Por: Pamela Valverde de Thomson
Tenía claro mi objetivo, entonces, empecé a buscar información y herramientas que me ayudaran a desempeñar mejor mi rol como madre primeriza. Sin embargo, antes de enfocarme en la crianza de mi hija, entendí que también debía mirar hacia mi propia historia.
Por ello decidí iniciar un diplomado llamado »Sanando mi infancia». Fue un proceso profundamente transformador. ¿Quién no ha atravesado heridas, conflictos o experiencias difíciles durante la niñez o la adolescencia? Este espacio me permitió reconocer esas experiencias, sanar algunas de ellas y aprender a convivir con otras desde una perspectiva diferente. Entendí que las heridas de la infancia pueden dejar huellas, pero también que es posible resignificarlas y avanzar.
Más adelante, ya siendo madre, llevé el diplomado “ Educación emocional en la infancia”. Llegó en el momento indicado y se convirtió en una herramienta valiosa tanto para la crianza de mi hija como para comprender y gestionar mis propios miedos y emociones.

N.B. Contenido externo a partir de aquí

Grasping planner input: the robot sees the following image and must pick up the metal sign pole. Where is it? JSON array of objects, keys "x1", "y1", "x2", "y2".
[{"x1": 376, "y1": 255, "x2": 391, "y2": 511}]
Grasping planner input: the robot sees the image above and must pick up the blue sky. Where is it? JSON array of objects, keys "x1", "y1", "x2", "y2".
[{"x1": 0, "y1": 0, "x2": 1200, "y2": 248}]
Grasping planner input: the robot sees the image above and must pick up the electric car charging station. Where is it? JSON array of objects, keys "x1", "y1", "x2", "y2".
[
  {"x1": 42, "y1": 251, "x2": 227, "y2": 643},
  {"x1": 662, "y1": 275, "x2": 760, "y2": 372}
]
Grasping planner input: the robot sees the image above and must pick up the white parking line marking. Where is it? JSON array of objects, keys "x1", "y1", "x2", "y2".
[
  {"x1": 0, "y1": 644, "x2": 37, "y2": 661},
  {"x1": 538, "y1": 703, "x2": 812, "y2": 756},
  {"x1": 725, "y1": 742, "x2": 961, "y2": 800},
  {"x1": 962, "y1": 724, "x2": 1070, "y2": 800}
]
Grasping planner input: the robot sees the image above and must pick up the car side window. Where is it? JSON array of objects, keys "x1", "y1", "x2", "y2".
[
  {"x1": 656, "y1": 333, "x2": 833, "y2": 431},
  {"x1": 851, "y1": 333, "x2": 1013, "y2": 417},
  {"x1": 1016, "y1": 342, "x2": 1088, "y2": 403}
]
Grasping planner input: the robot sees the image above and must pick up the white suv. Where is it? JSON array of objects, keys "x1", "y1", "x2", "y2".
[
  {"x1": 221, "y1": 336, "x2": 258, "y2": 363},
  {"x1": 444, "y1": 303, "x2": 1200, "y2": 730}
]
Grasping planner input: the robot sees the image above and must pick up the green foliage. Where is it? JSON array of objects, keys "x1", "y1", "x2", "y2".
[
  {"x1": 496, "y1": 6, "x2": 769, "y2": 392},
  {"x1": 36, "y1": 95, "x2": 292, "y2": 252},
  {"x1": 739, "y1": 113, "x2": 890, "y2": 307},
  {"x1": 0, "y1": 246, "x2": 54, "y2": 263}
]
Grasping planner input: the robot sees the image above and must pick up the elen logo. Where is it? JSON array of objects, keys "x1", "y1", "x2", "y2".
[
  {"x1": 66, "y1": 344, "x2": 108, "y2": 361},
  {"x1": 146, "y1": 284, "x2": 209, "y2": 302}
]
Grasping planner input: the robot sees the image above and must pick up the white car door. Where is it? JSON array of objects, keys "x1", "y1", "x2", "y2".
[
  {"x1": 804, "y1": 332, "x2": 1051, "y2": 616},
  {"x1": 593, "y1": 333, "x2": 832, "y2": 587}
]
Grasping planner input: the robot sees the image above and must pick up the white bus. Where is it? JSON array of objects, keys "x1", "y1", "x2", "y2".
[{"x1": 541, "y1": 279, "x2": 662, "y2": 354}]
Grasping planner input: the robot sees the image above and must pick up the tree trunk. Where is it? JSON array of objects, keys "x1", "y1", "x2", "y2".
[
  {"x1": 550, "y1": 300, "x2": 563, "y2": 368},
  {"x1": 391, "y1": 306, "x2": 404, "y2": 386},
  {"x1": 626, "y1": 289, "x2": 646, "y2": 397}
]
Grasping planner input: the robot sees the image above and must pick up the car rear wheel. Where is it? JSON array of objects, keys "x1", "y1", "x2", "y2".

Cuando mi pequeña ingresó a la guardería decidí seguir ampliando mis conocimientos y profundizar en la crianza respetuosa. Así llegué al diplomado “Pedagogías alternativas y respetuosas,” un enfoque alineado con mis valores y con la manera en que entiendo el acompañamiento infantil: con respeto, escucha y conexión.
Finalmente, aunque mi hija aún es pequeña, tuve la oportunidad de participar de manera gratuita en el diplomado Adolescencia. Fue una experiencia enriquecedora porque me permitió comprender una etapa que muchas veces genera incertidumbre y me brindó herramientas para prepararme con anticipación.
Estoy convencida de que cuando la infancia de nuestros hijos se construye con bases sólidas, amor y acompañamiento consciente, en la adolescencia comenzamos a ver los frutos.
Ser padre o madre es un aprendizaje constante. Solemos decir que los hijos no vienen con un manual bajo el brazo, y es cierto. Pero sí existen espacios de formación que pueden convertirse en una guía valiosa. En mi experiencia, estas herramientas me han fortalecido emocional y psicológicamente para afrontar los distintos desafíos de la crianza.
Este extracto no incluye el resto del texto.